Ciena, Infinera Push 100-GigE
In particular, the supercomputer community is interested in higher speeds, not just for the interconnection between computers, but as the link between sites.
That's one of the targets for Boston South Network (Bossnet), a long-reach optical network running between Boston and Washington, D.C.
"What they really see supercomputers interconnecting with is 100-Gbit/s Ethernet, so they want to put that on the transmission network," says Ciena's senior VP of strategic planning, Thomas Mock.
Bossnet is considering the move to 100-Gbit/s Ethernet, but, for now at least, the plan is to upgrade the network to 40 Gbit/s early in 2007, a step up from the 10-Gbit/s Ethernet it's using now. Ciena announced this week it's been chosen for that upgrade. (See Ciena Upgrades Bossnet.)

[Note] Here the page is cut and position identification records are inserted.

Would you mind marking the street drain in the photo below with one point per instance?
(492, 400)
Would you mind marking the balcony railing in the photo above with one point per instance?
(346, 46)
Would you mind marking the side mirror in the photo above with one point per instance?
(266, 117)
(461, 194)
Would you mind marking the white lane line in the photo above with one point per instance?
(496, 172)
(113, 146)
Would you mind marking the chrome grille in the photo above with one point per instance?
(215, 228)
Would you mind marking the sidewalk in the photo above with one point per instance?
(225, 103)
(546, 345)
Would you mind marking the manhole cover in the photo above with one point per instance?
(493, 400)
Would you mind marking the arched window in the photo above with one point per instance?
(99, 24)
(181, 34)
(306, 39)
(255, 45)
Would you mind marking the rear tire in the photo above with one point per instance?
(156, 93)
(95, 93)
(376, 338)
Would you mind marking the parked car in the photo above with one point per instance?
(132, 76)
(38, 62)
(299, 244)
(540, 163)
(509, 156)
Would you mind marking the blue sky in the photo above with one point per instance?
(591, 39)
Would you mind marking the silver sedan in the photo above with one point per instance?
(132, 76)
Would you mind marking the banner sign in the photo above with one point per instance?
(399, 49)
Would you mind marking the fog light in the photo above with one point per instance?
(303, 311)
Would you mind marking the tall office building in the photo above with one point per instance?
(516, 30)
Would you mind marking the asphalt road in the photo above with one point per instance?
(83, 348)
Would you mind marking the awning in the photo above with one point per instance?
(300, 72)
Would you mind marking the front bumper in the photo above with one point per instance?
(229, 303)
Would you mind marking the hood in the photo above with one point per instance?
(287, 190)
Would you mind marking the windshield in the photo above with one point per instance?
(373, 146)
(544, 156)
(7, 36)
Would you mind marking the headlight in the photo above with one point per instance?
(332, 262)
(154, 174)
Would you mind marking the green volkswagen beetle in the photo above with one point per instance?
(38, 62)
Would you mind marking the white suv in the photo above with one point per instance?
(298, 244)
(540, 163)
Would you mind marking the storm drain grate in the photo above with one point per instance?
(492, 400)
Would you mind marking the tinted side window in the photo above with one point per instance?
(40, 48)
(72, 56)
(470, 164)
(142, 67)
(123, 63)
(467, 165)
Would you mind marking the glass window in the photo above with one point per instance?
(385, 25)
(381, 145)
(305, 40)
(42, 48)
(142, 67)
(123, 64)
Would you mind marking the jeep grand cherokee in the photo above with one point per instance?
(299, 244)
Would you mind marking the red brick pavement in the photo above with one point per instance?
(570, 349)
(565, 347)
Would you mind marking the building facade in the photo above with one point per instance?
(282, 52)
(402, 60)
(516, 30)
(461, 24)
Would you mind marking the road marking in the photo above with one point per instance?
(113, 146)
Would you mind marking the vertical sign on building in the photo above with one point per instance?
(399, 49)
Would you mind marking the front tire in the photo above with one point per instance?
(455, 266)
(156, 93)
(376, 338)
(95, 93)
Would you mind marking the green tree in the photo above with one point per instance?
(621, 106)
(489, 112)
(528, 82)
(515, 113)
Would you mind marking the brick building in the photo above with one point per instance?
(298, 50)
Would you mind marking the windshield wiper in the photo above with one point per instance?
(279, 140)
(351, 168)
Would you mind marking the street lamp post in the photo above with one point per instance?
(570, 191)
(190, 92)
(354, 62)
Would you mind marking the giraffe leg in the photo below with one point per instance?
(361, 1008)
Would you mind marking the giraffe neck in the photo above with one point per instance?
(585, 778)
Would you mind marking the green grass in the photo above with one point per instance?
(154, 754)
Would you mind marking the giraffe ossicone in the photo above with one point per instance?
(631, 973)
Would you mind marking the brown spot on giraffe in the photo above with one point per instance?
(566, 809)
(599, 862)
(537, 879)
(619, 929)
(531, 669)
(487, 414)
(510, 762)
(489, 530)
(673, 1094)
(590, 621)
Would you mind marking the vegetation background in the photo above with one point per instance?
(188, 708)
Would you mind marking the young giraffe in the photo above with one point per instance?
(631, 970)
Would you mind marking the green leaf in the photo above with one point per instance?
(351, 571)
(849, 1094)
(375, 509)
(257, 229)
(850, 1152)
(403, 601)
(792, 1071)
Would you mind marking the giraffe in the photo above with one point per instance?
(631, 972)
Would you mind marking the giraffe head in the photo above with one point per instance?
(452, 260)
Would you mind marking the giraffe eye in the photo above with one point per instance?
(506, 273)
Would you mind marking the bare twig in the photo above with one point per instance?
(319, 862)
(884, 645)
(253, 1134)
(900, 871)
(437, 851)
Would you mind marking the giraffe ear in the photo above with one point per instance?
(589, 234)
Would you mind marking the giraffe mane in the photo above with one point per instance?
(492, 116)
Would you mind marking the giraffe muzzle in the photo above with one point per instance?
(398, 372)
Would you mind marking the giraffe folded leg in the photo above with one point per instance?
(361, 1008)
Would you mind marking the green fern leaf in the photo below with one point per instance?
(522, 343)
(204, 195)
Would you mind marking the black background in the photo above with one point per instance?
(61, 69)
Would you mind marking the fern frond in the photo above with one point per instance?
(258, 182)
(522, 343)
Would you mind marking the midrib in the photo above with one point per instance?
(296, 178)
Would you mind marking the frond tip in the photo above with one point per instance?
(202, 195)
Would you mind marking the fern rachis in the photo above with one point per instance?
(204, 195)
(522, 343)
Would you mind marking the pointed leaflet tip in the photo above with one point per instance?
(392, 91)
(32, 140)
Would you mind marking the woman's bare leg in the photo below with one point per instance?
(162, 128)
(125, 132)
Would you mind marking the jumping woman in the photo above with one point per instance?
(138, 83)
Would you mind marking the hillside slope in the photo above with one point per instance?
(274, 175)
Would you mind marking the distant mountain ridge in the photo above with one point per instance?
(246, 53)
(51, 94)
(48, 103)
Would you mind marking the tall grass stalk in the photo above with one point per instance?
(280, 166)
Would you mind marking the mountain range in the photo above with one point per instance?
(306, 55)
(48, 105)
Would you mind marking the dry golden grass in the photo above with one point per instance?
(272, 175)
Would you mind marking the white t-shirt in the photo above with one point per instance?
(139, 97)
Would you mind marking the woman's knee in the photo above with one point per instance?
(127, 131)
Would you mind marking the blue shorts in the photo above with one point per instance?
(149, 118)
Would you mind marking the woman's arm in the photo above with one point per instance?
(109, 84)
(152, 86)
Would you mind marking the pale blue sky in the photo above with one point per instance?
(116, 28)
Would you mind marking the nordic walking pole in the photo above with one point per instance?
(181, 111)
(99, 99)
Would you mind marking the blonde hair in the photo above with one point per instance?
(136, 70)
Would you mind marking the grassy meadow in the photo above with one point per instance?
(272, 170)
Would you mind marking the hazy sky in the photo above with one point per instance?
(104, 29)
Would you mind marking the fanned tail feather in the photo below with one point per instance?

That interim step is all down to experience, "because 40 Gbit/s is something we, and others, have done a lot of research on," Mock says.
Meanwhile, 100-Gbit/s Ethernet is inching towards reality. Recently, the Institute of Electrical and Electronics Engineers Inc. (IEEE) 802.3 Higher Speed Study Group (HSSG) officially voted to make 100-Gbit/s Ethernet the subject of its standards work. (See 100-Gig Ethernet Gets Official Nod.)
Lucent Technologies Inc. (NYSE: LU) has put up a few papers on 100-Gbit/s transmission this year, though with work that's primarily at the optical layer and conducted at Bell Labs . (See Lucent Stretches 100-GigE.)
And earlier this month, in conjunction with the recent SC06 supercomputing conference, a group of vendors and carriers demonstrated 100-Gbit/s Ethernet traversing the live Level 3 Communications Inc. (NYSE: LVLT) network between Houston and Tampa, Fla. (See Group Demos Technology.)
Infinera is calling it the first real test of 100-Gbit/s Ethernet on a live network.
Other folks involved with that demo include Finisar Corp. (Nasdaq: FNSR), Internet2 , and the University of California, Santa Cruz.
(Ironic that the banana slugs had a hand, so to speak, in a 100-Gbit/s Ethernet test.)
For the demo, the 100-Gbit/s signal was split into 10 lines of 10 Gbit/s each, the kind of division that's likely to represent 100-Gbit/s Ethernet's first incarnations. One motivation behind the demo was to show that 100-Gbit/s Ethernet is possible on the current 10-Gbit/s infrastructure, says Drew Perkins, Infinera's chief technology officer.
"We see it as being a big part of the future," says Perkins, adding that Infinera expects Sonet to be "displaced over time with an Ethernet-based transport network."
In terms of technology, the 10x10-Gbit/s configuration is missing one major piece -- "having a chip that sees all 100 Gbit/s," Perkins says. Commercially available media access controller (MAC) chips don't go higher than 40 Gbit/s. Or so it seemed. "Now it turns out the very latest FPGAs are, in fact, capable of [seeing all 100 Gbit/s]," he adds, noting that the group used Xilinx Inc. (Nasdaq: XLNX) chips for the demos.
As for serial 100-Gbit/s Ethernet, Perkins isn't so sanguine. "We don't believe that is the most cost-effective approach," at least not within the next five years, he says.